Opinião

Tragédias de Brumadinho e Mariana

Cristina Serra*

O assombroso desastre da barragem da Vale, em Brumadinho, ainda tem muitas perguntas sem resposta. Qual era exatamente a situação da estrutura quando do seu rompimento? Quais níveis hierárquicos tinham conhecimento dos riscos? Que providências foram tomadas? A investigação haverá de responder a todas elas. Antes, porém, que as responsabilidades sejam claramente definidas, uma coisa é certa: poucas vezes se viu tamanho descaso com vidas humanas como neste desastre. Não há explicação razoável para a manutenção do escritório e do refeitório dos trabalhadores no caminho da lama.

Sabe-se que quando a Vale comprou aquele complexo minerário a situação já estava posta. Por que as instalações não foram transferidas para local seguro? Quando assumiu a presidência da empresa, Fábio Schwartzman disse que seu lema seria “Mariana nunca mais”. É de se supor que, com tal preocupação, deveria ter sido feito um mapeamento de eventuais riscos e o da chamada Barragem 1 deveria estar entre os primeiros a ser eliminado, com a imediata transferência das instalações, que concentravam grande número de trabalhadores exatamente no caminho que a lama de rejeitos percorreria em caso de acidente.

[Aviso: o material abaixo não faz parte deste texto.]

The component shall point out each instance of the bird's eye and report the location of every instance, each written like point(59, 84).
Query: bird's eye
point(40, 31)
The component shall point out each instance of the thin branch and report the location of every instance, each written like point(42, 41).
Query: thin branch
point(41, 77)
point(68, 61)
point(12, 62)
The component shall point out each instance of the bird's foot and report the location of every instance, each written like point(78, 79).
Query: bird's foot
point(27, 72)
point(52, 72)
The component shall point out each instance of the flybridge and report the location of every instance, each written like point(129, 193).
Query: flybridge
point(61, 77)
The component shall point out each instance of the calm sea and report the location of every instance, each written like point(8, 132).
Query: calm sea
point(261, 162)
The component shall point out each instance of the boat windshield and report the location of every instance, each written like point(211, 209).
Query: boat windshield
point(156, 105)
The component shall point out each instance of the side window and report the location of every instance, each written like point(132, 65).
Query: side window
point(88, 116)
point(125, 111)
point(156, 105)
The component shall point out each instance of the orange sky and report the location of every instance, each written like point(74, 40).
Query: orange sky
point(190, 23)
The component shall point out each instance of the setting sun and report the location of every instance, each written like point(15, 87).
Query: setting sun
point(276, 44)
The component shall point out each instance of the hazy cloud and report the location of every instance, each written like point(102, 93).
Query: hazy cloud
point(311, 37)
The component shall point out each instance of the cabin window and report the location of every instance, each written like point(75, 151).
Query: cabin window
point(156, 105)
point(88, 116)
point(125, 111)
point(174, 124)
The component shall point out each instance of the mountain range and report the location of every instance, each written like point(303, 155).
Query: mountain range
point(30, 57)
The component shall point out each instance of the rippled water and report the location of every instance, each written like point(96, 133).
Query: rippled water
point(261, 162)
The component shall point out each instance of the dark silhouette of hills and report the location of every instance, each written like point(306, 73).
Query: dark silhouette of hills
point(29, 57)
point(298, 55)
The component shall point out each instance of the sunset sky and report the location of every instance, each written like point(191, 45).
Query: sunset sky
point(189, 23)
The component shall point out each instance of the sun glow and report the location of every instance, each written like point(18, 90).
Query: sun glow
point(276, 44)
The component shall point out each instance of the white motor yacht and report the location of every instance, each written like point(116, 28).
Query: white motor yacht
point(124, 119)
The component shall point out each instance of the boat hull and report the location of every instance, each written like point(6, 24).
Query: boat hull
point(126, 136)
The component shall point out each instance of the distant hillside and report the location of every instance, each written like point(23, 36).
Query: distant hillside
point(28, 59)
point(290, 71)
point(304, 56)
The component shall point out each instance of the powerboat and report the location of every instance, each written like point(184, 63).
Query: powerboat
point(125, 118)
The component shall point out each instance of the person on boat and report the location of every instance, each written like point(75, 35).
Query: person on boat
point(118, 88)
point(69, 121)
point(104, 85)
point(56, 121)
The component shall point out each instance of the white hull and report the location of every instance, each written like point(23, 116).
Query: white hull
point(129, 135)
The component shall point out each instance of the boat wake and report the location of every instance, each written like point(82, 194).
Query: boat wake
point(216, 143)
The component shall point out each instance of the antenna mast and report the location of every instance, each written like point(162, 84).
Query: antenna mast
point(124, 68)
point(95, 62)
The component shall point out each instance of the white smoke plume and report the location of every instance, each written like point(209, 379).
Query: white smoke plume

Barragens não rompem por acaso. Essas estruturas são complexas obras de engenharia, que vão sendo erguidas e ampliadas na medida em que aumenta a extração de minério de ferro e a consequente necessidade de armazenamento dos rejeitos decorrentes desse processo. São, portanto, estruturas dinâmicas que envolvem certa margem de risco, mesmo que cumpram rigorosamente todas as normas de segurança. A gerência de risco mais elementar não permitiria tamanha situação de vulnerabilidade para os trabalhadores e moradores de bairros próximos ao complexo industrial da Vale.

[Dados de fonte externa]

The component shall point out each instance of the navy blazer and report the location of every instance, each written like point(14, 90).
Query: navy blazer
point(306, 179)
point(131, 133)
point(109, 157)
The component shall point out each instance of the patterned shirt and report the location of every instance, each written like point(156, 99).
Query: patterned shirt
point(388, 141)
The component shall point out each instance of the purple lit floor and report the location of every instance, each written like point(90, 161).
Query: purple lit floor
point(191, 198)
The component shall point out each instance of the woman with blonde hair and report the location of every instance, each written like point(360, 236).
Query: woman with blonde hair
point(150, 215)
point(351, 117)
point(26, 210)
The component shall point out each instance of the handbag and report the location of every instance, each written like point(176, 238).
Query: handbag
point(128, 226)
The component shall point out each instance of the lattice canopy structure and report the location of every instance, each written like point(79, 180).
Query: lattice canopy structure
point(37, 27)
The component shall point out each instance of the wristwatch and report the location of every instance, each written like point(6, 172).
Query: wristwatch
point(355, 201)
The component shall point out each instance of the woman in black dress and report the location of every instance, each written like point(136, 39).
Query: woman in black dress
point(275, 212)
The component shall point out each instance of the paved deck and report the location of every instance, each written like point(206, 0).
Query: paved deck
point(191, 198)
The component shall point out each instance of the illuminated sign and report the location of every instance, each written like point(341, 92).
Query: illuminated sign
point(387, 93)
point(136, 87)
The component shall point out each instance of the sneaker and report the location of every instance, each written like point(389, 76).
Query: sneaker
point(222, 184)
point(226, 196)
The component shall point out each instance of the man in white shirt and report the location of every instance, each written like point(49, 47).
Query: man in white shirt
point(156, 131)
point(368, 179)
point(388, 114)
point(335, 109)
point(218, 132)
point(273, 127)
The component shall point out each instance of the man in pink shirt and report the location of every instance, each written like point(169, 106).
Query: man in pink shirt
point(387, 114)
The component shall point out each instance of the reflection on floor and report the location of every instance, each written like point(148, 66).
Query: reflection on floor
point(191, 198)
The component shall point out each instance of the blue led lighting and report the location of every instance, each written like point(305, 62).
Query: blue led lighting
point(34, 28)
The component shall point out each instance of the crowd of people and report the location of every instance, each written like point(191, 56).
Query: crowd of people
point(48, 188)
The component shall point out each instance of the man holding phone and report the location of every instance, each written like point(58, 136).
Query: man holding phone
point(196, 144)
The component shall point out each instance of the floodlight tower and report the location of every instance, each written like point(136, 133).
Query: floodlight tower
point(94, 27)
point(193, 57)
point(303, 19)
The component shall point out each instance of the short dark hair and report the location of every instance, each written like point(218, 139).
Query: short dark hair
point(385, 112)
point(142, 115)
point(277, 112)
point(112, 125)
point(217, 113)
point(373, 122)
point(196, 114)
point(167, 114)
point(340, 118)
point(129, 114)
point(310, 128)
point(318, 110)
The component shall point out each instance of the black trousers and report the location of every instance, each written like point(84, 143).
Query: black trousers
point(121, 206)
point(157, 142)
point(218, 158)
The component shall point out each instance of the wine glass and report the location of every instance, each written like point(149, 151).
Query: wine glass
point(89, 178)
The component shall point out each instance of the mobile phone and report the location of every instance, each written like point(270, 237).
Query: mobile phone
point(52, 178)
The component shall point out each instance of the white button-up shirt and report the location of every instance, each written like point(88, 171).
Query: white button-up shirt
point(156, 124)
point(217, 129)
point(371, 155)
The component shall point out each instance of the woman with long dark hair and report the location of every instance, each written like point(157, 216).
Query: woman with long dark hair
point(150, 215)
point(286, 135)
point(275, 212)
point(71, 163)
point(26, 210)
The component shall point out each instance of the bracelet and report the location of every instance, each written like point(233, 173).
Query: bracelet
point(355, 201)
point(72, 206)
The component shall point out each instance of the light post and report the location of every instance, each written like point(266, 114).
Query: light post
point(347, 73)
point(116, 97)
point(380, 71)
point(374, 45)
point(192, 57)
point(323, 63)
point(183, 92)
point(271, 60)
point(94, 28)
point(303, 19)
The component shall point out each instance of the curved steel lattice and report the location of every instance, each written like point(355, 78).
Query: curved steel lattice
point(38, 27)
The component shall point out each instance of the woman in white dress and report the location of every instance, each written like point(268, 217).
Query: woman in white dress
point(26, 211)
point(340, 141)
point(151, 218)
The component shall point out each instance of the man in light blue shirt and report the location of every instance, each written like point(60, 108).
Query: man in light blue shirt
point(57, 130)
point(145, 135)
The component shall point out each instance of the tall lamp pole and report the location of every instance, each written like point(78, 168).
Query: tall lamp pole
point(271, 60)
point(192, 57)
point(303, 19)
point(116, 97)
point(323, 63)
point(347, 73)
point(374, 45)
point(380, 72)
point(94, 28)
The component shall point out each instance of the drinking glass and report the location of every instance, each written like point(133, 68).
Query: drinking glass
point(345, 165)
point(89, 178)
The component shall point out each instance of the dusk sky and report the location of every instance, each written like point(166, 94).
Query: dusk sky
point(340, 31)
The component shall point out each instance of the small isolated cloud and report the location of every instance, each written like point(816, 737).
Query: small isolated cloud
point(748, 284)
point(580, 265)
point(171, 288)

Vimos o mesmo descaso com a vida humana no desastre da barragem de Fundão, da mineradora Samarco, em Mariana, em novembro de 2015. A barragem não tinha sirene de alerta para emergências. O número de mortes só não foi maior graças à coragem de Paula Geralda Alves, funcionária de uma empresa terceirizada da mineradora, que estava no meio do caminho entre a barragem e o povoado de Bento Rodrigues. Ao ver a lama se aproximando, Paula não hesitou. Com a lama em seu encalço, subiu na sua moto e correu para o povoado, a cerca de dois quilômetros de distância do ponto onde se encontrava. Ela rodou pelas ruas gritando: “A barragem rompeu, a barragem rompeu. Corre todo mundo”.

Paula só parou quando a gasolina acabou. Empurrou a moto morro acima, juntou-se à sua família e amigos e de lá viu o povoado de três séculos desaparecer, devorado pelo monstro de barro. Paula salvou cerca de 400 pessoas. Ela foi a sirene que a Samarco não tinha. O colapso de Fundão matou 19 pessoas, atingiu 38 municípios de Minas Gerais e do Espírito Santo e despejou 34 milhões de metros cúbicos de rejeitos na bacia do rio Doce.

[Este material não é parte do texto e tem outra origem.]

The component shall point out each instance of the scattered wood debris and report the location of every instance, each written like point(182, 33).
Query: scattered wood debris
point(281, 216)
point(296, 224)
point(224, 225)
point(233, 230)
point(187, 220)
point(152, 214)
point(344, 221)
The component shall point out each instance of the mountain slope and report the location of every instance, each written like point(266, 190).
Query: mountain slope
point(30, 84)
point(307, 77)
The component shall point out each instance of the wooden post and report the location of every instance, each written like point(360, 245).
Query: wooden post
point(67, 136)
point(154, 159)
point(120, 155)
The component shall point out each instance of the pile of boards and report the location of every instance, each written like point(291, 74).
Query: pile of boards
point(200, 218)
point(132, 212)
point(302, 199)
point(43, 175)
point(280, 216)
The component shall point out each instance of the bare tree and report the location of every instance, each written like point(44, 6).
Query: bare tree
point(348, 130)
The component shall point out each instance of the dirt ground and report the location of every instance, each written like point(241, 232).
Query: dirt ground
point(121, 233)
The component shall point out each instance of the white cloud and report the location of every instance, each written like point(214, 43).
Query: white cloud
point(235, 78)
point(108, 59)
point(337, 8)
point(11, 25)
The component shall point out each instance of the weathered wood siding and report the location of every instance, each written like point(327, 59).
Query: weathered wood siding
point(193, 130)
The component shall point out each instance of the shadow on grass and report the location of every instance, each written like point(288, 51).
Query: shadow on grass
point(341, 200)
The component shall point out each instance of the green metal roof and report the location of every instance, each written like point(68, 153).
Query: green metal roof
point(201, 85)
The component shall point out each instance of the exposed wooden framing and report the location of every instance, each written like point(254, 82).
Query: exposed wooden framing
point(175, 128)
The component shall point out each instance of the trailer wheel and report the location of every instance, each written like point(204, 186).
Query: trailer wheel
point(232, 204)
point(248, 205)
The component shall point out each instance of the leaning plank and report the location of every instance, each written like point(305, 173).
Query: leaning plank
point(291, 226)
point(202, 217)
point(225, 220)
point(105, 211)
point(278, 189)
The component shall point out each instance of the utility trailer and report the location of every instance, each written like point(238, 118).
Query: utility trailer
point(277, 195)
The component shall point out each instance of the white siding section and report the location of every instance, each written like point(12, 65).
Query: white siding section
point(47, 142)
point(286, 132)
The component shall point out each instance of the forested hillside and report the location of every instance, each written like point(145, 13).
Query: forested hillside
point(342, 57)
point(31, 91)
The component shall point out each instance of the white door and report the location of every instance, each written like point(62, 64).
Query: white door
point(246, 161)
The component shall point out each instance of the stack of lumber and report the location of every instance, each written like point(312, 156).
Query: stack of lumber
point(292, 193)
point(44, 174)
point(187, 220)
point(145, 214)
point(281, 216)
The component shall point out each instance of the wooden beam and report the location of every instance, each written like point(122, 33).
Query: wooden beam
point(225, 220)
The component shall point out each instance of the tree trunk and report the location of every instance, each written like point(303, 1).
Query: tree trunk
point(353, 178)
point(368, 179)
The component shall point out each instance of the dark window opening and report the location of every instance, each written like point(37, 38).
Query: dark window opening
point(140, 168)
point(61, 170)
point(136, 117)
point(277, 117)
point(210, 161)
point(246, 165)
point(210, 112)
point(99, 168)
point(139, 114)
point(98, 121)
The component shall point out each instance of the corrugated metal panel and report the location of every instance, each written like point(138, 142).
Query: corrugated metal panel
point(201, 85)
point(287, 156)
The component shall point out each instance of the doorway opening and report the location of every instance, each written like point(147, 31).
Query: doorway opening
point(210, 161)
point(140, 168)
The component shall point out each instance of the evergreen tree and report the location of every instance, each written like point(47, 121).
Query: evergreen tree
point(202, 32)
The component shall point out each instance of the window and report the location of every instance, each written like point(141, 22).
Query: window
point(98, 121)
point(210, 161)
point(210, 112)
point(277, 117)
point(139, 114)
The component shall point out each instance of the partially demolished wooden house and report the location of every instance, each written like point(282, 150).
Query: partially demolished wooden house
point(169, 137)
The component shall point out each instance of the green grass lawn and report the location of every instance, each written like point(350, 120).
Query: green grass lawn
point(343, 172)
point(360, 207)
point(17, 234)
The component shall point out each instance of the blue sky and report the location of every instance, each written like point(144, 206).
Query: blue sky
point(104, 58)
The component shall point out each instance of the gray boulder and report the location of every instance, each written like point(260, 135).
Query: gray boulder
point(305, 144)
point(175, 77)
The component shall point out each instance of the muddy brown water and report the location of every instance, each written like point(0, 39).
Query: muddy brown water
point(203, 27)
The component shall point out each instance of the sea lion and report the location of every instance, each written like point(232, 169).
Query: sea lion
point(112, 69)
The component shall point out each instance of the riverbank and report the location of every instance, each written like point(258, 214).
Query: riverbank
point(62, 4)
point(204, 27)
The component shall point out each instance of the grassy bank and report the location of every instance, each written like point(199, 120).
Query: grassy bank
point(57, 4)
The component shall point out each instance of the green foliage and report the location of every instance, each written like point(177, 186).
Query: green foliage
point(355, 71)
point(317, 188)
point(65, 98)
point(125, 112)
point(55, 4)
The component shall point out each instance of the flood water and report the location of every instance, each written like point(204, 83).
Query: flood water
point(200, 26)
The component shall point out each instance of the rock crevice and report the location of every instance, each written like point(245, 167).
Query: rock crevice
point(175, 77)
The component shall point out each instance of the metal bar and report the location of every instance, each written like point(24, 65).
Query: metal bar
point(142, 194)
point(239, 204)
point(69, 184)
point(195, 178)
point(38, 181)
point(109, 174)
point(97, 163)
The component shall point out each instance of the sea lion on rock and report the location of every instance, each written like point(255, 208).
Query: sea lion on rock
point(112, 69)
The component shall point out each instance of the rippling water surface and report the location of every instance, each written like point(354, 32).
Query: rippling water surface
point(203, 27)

Em 2015, a lei não exigia a instalação de sirenes. Passou a exigir depois do desastre em Mariana. No caso de Brumadinho, havia a sirene, mas ela não funcionou porque, tal como os escritórios e o refeitório, também foi engolida pela lama.

Esta segunda tragédia acontece no momento em que o novo governo federal e o governo de Minas Gerais tem em suas agendas a mudança de leis de licenciamento ambiental. As críticas à legislação atual são todas no sentido de que “a lei atrapalha”, “há burocracia demais” e “isso atrapalha o desenvolvimento das empresas”. O que se quer é um “liberou geral” para que as empresas façam o que bem entenderem e não tenham que responder à sociedade e aos órgãos de fiscalização. Espero que o custo humano incalculável dos 166 mortos (até agora) e dos cerca de 160 desaparecidos do desastre da Vale mudem o eixo dessa discussão: dos interesses econômicos das empresas para a segurança das pessoas e a proteção ao meio ambiente. Para que nunca mais ouçamos o grito de desespero que ouvimos em Mariana e Brumadinho: “Corre. A barragem rompeu”.